Quantum Chemical Investigation of Spin-Forbidden Transitions in Dithiosuccinimide

Abstract

Abstract The vertical and adiabatic electronic spectra of dithiosuccinimide have been investigated by means of multi-reference Møller–Plesset perturbation theory and combined densitiy functional/multi-reference configuration interaction methods. Geometries of the electronic ground state and several low-lying excited states have been optimised at the level of time-dependent density functional theory. We have determined spin-orbit coupling for correlated wavefunctions utilising a non-empirical spin-orbit mean-field approach. Because of the two thiocarbonyl groups present in the molecule, dithiosuccinimide exhibits a dense spectrum of low-lying valence states.
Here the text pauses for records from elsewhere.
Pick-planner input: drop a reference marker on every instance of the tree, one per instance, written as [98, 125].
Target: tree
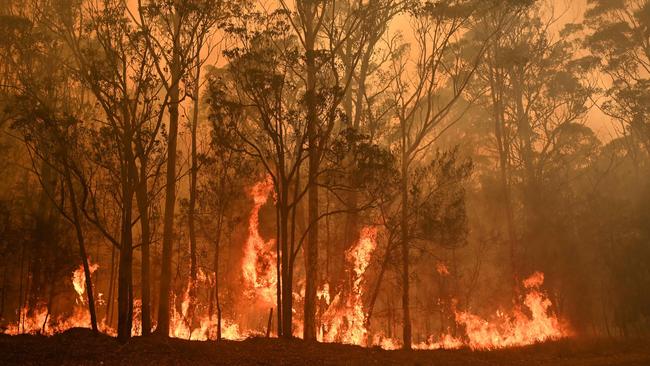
[172, 33]
[424, 98]
[618, 41]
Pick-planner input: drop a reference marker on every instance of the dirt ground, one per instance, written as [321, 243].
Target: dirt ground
[82, 347]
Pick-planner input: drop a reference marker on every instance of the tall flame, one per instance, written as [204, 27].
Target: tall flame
[79, 280]
[259, 256]
[345, 321]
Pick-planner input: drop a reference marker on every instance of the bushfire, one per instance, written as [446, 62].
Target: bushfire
[343, 316]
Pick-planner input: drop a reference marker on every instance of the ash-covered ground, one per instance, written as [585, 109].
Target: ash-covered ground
[82, 347]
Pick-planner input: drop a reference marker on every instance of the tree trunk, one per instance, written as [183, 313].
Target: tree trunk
[405, 245]
[287, 300]
[145, 272]
[192, 202]
[125, 272]
[170, 194]
[311, 266]
[82, 251]
[496, 84]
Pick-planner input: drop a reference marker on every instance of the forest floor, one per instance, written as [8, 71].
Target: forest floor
[82, 347]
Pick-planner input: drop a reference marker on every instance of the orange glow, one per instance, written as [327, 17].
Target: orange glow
[259, 255]
[345, 320]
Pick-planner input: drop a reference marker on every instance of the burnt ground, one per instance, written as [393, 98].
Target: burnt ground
[81, 347]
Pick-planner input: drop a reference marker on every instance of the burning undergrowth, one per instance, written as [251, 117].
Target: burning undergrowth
[343, 315]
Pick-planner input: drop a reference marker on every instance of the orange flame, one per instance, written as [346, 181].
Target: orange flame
[79, 280]
[347, 323]
[259, 255]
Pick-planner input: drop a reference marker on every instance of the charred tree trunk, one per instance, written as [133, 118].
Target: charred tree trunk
[311, 267]
[145, 274]
[76, 219]
[406, 325]
[170, 193]
[192, 201]
[287, 302]
[125, 272]
[496, 86]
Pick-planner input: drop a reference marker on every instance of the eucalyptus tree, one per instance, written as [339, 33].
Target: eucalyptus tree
[173, 33]
[428, 83]
[620, 45]
[112, 62]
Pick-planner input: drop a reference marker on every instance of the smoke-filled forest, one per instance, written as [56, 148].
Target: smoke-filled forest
[325, 181]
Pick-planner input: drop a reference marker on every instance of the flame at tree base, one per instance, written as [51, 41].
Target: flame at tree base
[344, 320]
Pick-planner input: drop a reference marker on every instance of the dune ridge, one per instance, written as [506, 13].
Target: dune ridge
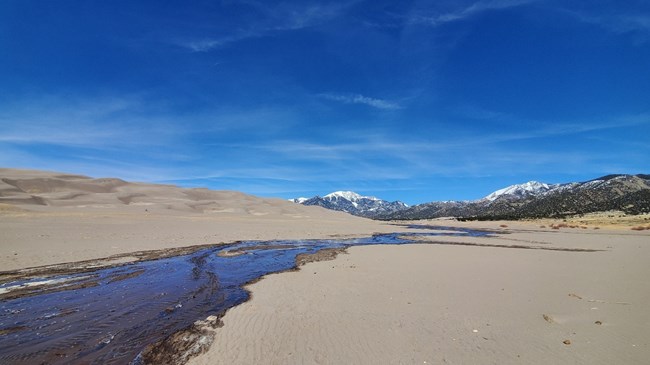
[52, 218]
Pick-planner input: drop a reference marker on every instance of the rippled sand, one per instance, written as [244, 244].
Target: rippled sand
[460, 304]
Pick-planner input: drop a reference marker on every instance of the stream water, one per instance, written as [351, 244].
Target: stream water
[109, 315]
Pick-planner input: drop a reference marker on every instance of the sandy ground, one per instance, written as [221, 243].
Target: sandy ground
[532, 294]
[51, 218]
[438, 304]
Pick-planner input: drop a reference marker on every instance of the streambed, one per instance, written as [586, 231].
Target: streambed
[109, 315]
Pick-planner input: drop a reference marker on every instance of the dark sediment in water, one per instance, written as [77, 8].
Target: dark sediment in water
[158, 311]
The first two excited singlet states (S 1 and S 2) originate from n → π* excitations. Nearby, three triplet states are located, two n → π* states (T 1 and T 2), and a π → π* triplet excitation (T 3). The experimentally observed strong absorption band with maximum at 3.96 eV arises from the π → π* excited 1 B 2 (S 3) state. Computed radiative lifetimes are presented for the experimentally known phosphorescence from the n → π* excited T 1 state. Further, we find nearly equal probabilities for the spin-forbidden S 0 → T 2 and the spin-allowed S 0 → S 1 transitions in absorption. On these grounds, we assign band number 3 in the spectra measured by Meskers et al. [J. Phys. Chem. 99 (1995) 1134] to this spin-forbidden transition.